赤く輝いた光は何枚かの羽のように散ると、ミシェルの体に張り付いた。ほんのり赤く光るミシェルに紫はミルシェリトを見つめ、「どういう効果なんですか」と聞いてみる。
「ユカリ、君はルビーの宝石言葉を知っているだろう?」
「ええと、《生命力》、《エネルギー》、《活力》……あとは《愛の炎》や《個性的》とか」
「ずいぶん出てきたね。――ああ、そうだ、君には言ってなかったな……こちらの世界の宝石には宝石言葉になぞらえた魔力が宝石に宿っていることがあるんだよ。魔力の宿る宝石を魔宝石と言ってね。魔宝石は宝石にあったデザインや彫金の仕方で出せる力に幅が出来る。――このブローチの場合だと《生命力の増加》かな。モンスターにおそわれても簡単には死なない効果がつく。たぶん、身体能力も一時的に上がると思うけど」
はい、とミルシェリトがミシェルにティースプーンを渡す。ミシェルはそれを紙切れかのように親指と人差し指でこね回し、くしゃくしゃと丸めてしまった。

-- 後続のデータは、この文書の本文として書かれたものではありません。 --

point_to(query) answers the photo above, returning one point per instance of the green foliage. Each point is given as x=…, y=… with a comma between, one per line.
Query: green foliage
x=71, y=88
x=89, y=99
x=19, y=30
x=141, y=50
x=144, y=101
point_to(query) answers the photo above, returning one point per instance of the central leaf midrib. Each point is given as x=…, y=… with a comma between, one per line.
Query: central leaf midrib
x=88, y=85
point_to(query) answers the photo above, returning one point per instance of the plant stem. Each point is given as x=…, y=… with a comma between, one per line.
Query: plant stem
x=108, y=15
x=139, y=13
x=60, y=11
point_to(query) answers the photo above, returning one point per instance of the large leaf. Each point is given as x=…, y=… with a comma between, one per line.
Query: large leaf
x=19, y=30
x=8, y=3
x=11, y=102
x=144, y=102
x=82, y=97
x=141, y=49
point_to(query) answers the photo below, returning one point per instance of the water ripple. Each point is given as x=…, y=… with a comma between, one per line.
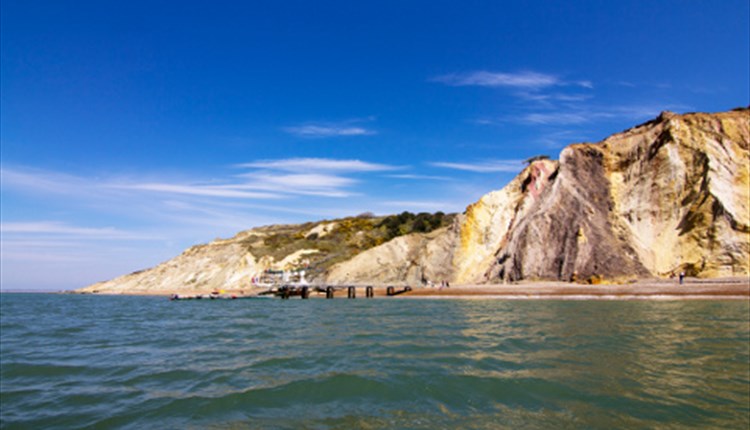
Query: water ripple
x=130, y=362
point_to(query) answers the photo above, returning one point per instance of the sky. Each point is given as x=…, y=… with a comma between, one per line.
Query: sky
x=130, y=131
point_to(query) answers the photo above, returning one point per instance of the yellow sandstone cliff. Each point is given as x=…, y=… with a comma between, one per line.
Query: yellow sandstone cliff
x=669, y=195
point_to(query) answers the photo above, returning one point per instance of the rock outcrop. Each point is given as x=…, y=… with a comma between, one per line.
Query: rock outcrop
x=669, y=195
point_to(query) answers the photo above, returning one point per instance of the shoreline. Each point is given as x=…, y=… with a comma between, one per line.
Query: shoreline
x=654, y=289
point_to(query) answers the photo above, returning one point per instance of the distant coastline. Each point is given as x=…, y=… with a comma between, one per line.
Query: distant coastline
x=734, y=288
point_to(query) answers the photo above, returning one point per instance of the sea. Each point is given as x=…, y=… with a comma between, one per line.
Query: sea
x=114, y=362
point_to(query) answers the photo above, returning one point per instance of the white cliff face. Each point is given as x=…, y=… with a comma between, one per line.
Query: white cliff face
x=680, y=190
x=667, y=196
x=670, y=195
x=220, y=265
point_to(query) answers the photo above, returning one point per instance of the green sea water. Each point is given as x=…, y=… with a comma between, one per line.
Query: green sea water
x=69, y=361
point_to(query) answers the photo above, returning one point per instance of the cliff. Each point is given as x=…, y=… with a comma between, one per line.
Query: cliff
x=666, y=196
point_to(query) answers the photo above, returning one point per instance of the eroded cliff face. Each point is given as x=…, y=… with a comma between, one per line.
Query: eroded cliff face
x=667, y=196
x=220, y=265
x=670, y=195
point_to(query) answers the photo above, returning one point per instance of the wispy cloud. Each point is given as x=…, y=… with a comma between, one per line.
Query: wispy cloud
x=579, y=114
x=419, y=177
x=229, y=191
x=56, y=228
x=349, y=128
x=492, y=166
x=318, y=164
x=528, y=80
x=315, y=184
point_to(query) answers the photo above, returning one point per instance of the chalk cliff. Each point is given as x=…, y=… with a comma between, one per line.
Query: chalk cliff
x=669, y=195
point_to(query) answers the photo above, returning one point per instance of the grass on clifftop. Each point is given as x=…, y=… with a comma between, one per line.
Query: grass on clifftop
x=347, y=237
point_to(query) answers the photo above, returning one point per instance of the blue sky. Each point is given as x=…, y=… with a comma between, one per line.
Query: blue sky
x=132, y=130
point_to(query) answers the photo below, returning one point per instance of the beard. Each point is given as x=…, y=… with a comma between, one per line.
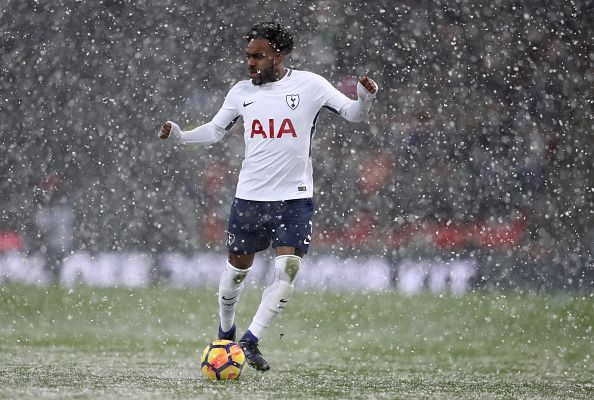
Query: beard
x=264, y=76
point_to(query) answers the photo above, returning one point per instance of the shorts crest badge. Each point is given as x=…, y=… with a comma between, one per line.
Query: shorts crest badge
x=292, y=101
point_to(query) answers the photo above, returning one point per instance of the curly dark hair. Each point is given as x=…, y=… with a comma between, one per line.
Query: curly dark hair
x=279, y=37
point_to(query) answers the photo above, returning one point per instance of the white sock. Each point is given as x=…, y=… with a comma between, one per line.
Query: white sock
x=277, y=294
x=230, y=288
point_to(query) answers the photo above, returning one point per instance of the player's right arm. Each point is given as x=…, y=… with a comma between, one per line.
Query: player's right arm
x=210, y=132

力なんて込めていないような素振りだったのに。銀のティースプーンは今や、「何だかごちゃごちゃした銀の塊」になってしまっている。
「すっ……すごいですね」
塊となったティースプーンに手を伸ばす。銀は堅く、とても簡単に曲げられそうにない。
「っていう不思議現象を起こしたのがユカリちゃんのブローチってことだ。知らずに作ってたことに驚くけどな」
「私のいた世界では、こんなこと――起こらなかったものですから」
「こっちの世界独特のアレなのかな。まあいいや」
ミシェルは物事を深く気にしないタイプのようだ。それで良いのかと紫は思うけれど、ミシェルにとっては紫が異世界出身だとか何だとかはどうでもいいのだろう。彼はそういうことにこだわるようには見えないし。

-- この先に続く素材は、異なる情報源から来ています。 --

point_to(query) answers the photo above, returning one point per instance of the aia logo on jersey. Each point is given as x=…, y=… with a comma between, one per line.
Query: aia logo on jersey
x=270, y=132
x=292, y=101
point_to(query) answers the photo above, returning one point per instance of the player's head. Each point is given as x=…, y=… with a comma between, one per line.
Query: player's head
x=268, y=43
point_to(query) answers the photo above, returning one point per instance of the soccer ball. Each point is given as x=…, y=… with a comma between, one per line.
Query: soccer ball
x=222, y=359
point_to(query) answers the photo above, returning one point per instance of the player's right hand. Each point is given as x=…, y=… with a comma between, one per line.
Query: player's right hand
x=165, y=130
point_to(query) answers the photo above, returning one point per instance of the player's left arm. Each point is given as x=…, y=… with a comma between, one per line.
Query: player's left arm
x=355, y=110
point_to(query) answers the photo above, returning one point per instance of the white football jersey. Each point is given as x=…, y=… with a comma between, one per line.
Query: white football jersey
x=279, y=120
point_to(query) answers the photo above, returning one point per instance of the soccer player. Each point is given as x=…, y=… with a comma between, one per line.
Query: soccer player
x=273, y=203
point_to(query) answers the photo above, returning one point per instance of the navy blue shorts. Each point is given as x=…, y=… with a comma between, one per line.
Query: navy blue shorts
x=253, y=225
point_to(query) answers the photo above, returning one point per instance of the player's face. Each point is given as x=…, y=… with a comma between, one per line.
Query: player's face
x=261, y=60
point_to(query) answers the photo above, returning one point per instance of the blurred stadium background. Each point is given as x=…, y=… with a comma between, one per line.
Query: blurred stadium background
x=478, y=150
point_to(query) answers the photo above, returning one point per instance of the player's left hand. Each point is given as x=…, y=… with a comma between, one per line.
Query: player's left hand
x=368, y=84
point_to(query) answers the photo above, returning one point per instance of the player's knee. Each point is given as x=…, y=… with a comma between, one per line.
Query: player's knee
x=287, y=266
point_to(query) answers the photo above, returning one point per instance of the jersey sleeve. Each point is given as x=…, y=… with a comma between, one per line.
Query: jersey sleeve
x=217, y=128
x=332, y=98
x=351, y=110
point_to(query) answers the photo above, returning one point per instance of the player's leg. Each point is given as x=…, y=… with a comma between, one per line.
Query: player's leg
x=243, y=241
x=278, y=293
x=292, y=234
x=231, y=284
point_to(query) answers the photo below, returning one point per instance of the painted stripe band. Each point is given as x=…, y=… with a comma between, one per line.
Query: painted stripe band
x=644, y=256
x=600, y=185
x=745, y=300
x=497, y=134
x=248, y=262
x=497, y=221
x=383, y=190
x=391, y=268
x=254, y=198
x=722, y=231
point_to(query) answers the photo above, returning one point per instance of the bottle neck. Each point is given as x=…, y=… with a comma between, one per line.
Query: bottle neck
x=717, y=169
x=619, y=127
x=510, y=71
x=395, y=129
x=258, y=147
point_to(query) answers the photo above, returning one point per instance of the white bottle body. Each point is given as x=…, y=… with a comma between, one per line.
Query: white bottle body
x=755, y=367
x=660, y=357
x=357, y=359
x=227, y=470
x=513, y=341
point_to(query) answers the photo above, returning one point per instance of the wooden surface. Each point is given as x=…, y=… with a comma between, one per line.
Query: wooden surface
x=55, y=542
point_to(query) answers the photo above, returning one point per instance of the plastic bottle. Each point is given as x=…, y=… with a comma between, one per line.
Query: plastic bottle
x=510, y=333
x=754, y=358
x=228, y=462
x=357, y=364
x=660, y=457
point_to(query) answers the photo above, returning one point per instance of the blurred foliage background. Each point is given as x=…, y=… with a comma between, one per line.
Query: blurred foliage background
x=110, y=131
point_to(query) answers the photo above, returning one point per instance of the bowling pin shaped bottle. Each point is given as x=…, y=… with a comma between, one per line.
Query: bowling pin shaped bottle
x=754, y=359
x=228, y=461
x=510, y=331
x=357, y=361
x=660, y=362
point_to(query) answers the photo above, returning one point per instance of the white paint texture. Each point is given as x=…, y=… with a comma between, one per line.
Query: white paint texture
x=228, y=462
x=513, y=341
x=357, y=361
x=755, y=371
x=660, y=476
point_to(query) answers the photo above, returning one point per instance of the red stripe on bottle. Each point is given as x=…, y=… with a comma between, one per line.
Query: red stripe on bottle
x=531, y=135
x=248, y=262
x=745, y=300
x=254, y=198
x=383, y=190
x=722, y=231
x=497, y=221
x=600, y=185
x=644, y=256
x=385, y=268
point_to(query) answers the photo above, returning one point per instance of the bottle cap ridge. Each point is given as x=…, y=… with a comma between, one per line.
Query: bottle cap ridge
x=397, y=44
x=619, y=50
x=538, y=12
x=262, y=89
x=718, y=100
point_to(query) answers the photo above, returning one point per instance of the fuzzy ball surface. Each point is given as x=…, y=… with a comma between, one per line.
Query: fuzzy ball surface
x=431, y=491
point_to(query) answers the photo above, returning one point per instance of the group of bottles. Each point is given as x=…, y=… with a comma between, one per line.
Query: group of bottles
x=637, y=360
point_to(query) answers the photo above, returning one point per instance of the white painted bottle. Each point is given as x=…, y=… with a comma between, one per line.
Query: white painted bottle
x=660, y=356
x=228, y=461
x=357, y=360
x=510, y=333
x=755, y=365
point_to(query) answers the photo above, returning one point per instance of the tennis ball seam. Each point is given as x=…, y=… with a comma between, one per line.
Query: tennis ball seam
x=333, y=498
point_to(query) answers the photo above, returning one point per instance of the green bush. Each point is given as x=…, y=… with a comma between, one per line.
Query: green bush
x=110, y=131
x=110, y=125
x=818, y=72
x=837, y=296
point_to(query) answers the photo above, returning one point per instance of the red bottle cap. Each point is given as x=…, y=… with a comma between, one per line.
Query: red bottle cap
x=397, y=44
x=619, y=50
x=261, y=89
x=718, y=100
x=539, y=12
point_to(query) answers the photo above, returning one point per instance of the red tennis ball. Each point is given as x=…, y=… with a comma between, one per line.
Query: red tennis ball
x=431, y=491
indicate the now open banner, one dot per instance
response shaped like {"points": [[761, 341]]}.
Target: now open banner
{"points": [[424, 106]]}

「ユカリちゃんがあんまり自分のことを理解していないから話しておくけどな、結構これって凄いことなんだぜ。特別付与つきの宝飾品を作れる職人なんざ、この時代には一人もいねえ。世界を旅してる俺が自信もって言うから信じて良い」
「そ、そうなんですか……?」
「そ。かーなーり昔の職人には出来てたけどな。今出回ってる特別付与つきの宝飾品なんて、ユカリちゃんが作ったもの以外はみんなアンティークだ。古代の品なんだよ」
どうだすごいだろ――と、ミシェルは胸を張っている。君が凄い訳じゃないけどね、とミルシェリトが突っ込みを入れたが、「小さいことは気にすんな!」と彼は楽しげに笑った。

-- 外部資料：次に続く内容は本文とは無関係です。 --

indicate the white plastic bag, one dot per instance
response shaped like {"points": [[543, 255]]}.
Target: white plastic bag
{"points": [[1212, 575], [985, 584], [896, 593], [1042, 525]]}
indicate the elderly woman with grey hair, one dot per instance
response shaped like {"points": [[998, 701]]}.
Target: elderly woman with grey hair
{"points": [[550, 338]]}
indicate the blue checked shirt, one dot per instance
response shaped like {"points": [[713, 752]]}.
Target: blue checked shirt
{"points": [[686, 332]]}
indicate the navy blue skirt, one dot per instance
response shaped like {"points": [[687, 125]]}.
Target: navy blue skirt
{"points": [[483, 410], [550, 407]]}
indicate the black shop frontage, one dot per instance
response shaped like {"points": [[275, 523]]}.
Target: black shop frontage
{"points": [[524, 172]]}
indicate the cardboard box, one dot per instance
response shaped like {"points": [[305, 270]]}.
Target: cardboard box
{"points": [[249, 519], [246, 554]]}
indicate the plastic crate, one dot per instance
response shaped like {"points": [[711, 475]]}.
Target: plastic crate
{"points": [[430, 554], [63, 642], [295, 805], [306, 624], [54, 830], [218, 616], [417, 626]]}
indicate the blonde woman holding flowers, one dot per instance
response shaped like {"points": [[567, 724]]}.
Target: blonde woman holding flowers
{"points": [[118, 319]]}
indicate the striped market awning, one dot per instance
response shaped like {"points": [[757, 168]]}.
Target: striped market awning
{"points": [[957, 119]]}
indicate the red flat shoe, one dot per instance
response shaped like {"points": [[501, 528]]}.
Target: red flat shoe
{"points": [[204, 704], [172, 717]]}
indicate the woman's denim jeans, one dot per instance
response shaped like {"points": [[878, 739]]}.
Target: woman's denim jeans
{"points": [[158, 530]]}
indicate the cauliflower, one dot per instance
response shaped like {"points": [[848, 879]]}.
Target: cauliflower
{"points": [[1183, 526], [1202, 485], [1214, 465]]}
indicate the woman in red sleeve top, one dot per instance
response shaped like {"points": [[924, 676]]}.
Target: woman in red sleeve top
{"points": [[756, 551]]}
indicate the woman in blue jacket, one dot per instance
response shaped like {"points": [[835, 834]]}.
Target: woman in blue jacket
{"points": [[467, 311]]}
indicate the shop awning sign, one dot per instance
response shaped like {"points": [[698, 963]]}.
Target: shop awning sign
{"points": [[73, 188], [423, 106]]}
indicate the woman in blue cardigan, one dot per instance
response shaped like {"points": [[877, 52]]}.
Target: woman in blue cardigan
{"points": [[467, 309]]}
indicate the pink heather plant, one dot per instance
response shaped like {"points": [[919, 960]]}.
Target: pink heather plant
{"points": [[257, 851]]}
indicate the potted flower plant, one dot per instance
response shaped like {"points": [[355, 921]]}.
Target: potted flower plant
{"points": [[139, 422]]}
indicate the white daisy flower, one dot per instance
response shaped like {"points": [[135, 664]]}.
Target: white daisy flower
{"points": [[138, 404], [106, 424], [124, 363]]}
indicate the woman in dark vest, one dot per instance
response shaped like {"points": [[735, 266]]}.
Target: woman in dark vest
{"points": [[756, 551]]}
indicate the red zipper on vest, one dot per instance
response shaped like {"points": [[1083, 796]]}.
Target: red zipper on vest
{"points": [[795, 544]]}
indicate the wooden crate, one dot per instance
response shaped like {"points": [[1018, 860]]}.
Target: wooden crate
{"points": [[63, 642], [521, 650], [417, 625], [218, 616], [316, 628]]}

「……ってわけで、ここにはその内冒険者どもがぞろぞろ来るぜ。宝飾品に特殊効果をつけられる職人がいる店だってな」
「困ったねえ。僕はゆったり暮らしたいんだけども」
「まあ、ぞろぞろって言ったってここに来れるくらいの奴なんて限られてくるだろうよ……何てったってここは厄介なモンスターもごろごろいるし、そもそも山奥だし。こんな変なところに来る奴なんて余程の変人か物好きだね。世捨て人でも良いかもな」
「失礼だなあ、結構賑わってるのに」
そりゃ失礼、とミシェルはおどけたが、ミシェルのその言葉もあながち間違ってはいないだろう。確かに賑わっているが――他の店と比べたら段違いに人はいない。売っているものが宝飾品という特殊なものだからこそ、購入の際の単価がわりとバカ高い。そのおかげで二人がのんびりと暮らしていてもやっていけるのだ、この店は。
「まあ、ミシェルの“理論”からするとこんな所に来てくれてる君自身も“余程の変人か物好き、世捨て人”になるわけだけど」
「俺はそれを否定しないね」
でなきゃこんな所に来るかっての。ミシェルの口調は粗雑だが、それは彼なりの親密さの証だ。
「んじゃ、また三日後に。そろそろお暇させて貰おうかな」
「うん、ありがとう。――じゃあ、今回持ってきてくれたものの代金と――ああそうだ、卸して貰いたいものがあって」
「オッケー。とりあえず玄関先に出ようぜ、あそこに荷物おいて来ちまったから」
ミシェルと連れだって席を立ったミルシェリトに「カップ片づけておきますね」と紫も席を立つ。「頼むよ」といつもの通りに返されて、紫はほんのりと笑った。